Mas, o mais interessante nesse pleito, foi que quando faltavam 3 estados, Novo México com 5 votos eleitorais, Oregon com 7 votos eleitorais e Flórida com 25 votos eleitorais,  Al Gore vinha vencendo a eleição com 255 votos eleitorais contra 246 votos de Bush no Colégio Eleitoral.  Al Gore ampliou a vantagem para 20 votos eleitorais, ao conquistar 11 dos 12 votos do Novo México e do Oregon (um delegado se absteve), atingindo 266 votos eleitorais, ficando claro para todo o povo americano, a sua vitória, já que a Flórida, com 25 votos eleitorais,  é um tradicional reduto democrata. 

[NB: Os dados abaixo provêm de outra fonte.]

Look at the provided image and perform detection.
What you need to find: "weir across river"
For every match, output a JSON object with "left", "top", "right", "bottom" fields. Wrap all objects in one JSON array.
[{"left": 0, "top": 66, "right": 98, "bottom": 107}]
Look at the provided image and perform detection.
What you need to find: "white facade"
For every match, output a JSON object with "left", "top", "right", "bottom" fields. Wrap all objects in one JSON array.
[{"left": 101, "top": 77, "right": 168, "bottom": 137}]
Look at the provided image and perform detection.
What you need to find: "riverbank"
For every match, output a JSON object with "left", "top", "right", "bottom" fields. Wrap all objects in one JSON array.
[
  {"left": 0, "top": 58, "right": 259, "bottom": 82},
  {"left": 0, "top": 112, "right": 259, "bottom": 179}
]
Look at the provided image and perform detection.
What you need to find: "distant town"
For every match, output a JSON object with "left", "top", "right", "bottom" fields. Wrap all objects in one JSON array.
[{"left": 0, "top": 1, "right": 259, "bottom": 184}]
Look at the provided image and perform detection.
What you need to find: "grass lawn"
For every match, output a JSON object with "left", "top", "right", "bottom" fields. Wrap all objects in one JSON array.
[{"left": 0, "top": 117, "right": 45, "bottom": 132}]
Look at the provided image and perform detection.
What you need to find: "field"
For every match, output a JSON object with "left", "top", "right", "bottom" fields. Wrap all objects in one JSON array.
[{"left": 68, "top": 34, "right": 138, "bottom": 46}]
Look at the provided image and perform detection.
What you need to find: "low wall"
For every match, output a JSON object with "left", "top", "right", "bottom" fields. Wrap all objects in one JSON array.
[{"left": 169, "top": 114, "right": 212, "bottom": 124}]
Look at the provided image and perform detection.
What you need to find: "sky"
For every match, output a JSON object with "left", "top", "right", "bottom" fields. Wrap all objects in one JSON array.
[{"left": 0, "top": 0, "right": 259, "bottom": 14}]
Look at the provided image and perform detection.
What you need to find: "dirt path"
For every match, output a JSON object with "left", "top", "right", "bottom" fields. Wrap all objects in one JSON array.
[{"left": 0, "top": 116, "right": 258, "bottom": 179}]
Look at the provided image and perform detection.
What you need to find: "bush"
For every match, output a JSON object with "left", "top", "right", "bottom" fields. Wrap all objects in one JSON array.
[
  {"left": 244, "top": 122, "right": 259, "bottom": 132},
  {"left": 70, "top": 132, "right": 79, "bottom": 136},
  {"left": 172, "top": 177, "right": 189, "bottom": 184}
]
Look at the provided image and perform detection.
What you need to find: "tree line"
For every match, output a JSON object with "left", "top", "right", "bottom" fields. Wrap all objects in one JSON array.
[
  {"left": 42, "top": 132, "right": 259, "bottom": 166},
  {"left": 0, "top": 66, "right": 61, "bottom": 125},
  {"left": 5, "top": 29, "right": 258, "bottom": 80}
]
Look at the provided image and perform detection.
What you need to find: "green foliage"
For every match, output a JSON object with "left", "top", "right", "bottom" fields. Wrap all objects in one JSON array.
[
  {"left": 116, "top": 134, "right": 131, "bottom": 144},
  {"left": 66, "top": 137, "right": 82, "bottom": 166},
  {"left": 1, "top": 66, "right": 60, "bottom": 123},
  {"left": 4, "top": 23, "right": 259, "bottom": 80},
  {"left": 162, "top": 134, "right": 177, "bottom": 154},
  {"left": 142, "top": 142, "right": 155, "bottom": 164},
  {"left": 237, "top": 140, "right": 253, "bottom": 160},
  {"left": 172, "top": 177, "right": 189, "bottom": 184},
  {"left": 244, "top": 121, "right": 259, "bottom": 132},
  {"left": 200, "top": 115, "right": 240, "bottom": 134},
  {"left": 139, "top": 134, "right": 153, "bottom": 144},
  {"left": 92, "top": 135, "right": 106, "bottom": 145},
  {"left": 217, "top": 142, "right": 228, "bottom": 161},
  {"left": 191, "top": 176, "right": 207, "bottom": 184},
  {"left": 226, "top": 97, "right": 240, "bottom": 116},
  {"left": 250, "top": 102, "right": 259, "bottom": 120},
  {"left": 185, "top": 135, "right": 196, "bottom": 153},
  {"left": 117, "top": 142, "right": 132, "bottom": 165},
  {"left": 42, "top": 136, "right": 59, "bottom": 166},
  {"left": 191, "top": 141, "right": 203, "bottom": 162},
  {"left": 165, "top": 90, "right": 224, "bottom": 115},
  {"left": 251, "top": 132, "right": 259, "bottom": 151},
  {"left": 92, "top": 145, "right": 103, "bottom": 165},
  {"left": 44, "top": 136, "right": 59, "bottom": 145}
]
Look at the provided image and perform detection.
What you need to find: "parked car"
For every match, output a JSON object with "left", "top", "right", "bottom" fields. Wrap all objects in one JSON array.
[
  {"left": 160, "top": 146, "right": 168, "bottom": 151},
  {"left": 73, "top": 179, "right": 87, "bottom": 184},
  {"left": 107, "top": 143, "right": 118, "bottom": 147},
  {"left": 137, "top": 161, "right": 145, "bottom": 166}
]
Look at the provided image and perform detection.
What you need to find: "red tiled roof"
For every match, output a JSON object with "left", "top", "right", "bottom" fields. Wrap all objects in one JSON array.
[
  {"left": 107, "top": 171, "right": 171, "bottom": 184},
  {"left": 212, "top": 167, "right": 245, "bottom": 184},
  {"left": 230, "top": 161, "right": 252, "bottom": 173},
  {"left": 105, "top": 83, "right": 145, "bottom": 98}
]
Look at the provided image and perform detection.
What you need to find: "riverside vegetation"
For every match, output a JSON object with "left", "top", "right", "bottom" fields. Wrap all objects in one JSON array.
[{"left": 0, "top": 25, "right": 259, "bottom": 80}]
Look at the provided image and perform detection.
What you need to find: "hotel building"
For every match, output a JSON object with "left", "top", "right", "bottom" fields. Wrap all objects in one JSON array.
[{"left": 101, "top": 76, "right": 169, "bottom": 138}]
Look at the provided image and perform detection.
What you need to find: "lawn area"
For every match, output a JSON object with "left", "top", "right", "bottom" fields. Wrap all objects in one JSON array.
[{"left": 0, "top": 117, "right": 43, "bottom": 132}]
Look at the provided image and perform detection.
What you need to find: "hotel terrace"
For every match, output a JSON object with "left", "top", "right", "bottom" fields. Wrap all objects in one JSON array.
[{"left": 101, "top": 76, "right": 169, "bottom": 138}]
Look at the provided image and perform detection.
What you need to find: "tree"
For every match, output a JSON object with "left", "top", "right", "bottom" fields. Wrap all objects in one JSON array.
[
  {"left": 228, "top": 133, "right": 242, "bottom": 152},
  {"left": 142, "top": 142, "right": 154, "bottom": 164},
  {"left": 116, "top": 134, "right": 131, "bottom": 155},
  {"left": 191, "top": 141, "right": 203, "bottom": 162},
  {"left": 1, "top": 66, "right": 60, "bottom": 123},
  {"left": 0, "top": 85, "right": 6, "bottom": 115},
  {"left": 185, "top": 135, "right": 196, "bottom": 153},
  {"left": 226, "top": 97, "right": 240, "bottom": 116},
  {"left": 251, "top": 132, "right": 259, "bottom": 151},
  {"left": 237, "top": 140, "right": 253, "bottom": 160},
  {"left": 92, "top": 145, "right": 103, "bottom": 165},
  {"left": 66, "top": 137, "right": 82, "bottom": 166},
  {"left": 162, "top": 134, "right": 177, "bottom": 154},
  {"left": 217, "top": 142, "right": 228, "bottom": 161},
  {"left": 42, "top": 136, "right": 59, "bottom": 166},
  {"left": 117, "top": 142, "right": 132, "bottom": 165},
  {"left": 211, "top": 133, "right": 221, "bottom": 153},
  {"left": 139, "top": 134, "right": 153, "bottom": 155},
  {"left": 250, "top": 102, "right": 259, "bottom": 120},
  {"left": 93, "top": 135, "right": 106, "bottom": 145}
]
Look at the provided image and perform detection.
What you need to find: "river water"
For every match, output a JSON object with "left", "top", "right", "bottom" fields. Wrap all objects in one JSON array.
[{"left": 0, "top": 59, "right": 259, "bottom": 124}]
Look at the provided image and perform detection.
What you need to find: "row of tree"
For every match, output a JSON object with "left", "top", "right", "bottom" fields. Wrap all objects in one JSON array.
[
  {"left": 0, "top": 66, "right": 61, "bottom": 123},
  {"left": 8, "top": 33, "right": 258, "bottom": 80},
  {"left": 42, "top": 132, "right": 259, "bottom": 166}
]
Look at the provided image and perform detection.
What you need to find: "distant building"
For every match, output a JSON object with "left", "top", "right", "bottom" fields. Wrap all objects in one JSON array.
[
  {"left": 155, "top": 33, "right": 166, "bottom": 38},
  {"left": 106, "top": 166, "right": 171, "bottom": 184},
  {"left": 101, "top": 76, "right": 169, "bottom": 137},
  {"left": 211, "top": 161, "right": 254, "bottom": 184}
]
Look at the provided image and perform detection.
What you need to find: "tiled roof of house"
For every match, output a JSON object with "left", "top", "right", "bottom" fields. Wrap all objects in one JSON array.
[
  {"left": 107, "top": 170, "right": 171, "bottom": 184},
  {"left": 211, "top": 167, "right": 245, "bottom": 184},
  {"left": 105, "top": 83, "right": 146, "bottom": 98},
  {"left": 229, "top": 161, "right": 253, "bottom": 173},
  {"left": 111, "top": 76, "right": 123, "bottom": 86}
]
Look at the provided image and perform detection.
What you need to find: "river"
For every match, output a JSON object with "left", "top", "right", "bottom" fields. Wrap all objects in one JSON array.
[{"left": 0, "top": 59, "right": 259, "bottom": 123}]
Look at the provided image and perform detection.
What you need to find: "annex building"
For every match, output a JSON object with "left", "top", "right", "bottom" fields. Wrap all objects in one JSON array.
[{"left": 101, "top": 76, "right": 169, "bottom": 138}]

Contudo, a apuração na Flórida foi muito mais conturbada do que se poderia imaginar.  A vantagem automática não se verificou, ficando Bush a maior parte do tempo na liderança,  o que reverteria todas as previsões feitas até aquele momento, uma vez que os 25 votos eleitorais deste colégio fatalmente, ultrapassaria os 20 votos de vantagem de Al Gore, conseguida até então.

Essas eleições foram marcadas pela desconfiança na lisura do processo de votação e do processo de apuração.  Foram 40 dias de suspense, com denuncias e acusações, onde parte da população ainda classificam como um verdadeiro golpe de estado. 

Entre indas e vindas, contagem e recontagens, envolvimento de Suprema Corte Federal e Suprema Corte da Flórida, finalmente foi reconhecida a vitória de Bush na Flórida por minguados 537 votos populares.

Essa sim foi uma eleição que poderíamos chamar de apertada e duvidosa. 
  • Bush venceu Al Gore  por 5 votos eleitorais (271 a 266)
  • A vitória de Bush foi graças a 537 votos na Flórida que lhe garantiu 25 votos eleitorais. 
  • Al Gore venceu Bush em votos populares com 50.996 mil a 50.456 mil, com uma diferença de 540 mil votos, ou 0,5%.
Declarada a vitória do candidato Bush, o presidente assumiu com baixíssima credibilidade, sendo até chamado de ladrão (de votos).   Segundo a própria opinião pública dos EUA, Busch tomou posse, na verdade, após o epísódio fatídico de 11 de setembro.

Não houve por parte da mídia e nem da opinião pública nenhum alarde com uma divisão da sociedade em dois blocos em dois países.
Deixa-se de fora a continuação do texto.